Osman Kocaoğlu (Polat Usmon Khodzhayev; 1878–1968) was the first president (Chairman of the Presidium of the Central Executive Committee) of the former Bukharan People's Soviet Republic. Although his name was romanized as Polat Usman Khodzhayev in Russian, he spent most of his life in Turkey and Osman Kocaoğlu is the name he assumed in Turkey.

==Life==
He was born 1878. His father was an itinerant dealer and during his youth he travelled with his father around Bukhara. Although his early training was in madrasa, he later on chose modern education. He was under the influence of Jadid and Yaş Bukhara movement (modernists). He founded a school. In 1918 he was one of the leaders of Yaş Bukhara movement. Bukhara Khanate was a vassal state of the Russian Empire. During Russian Revolution Yaş Bukhara movement in which both the nationalists and the Bolsheviks participated, tried to depose Alim Khan. But they were not successful. Following a split in the movement they finally deposed Alim Khan in 1920. On 23 September 1921 Osman Kocaoğlu was elected as the president of the Bukharan People's Soviet Republic. But his term was short. He was sent to eastern Bukhara and started to collaborate with the Basmachi movement.

The Bolsheviks became aware of his supporting the Basmachi movement and his term ended on 12 April 1922. He fled Bukhara and in Afghanistan, on behalf of the Bukharan SSR, he signed an agreement with Amanullah Khan and the Emirate of Afghanistan on a joint fight against Bolshevik Russia. In Afghanistan, he tried to buy weapons from various countries for the army of the Bukhara Republic and opponents of the Bolsheviks, and in particular contacted representatives of the British Empire.
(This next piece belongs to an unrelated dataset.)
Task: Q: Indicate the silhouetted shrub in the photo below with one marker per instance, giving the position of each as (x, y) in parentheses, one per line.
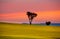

After a while, he finally emigrated to Afghanistan, and became one of the leaders of emigrants and refugees from the former Emirate of Bukhara and the rest of Central Asia. He travelled to Turkey in 1923.

==Later life==
According to some accounts during his brief service in Bukhara Republic, he was instrumental in supporting the Turkish War of Independence (1919-1922) financially, using the funds of an historical treasure of the Bukhara. This aid was delivered by the Soviet government. However beginning by his stay in Turkey, he abandoned politics and concentrated on historiography. He wrote in the bulletin Yeni Turkistan ("New Turkestan") published by Zeki Velidi Togan. During the Second World War he travelled to Poland and Iran. After the war he returned to Turkey and died in 1968.

He was laid to rest in Üsküdar district of Istanbul.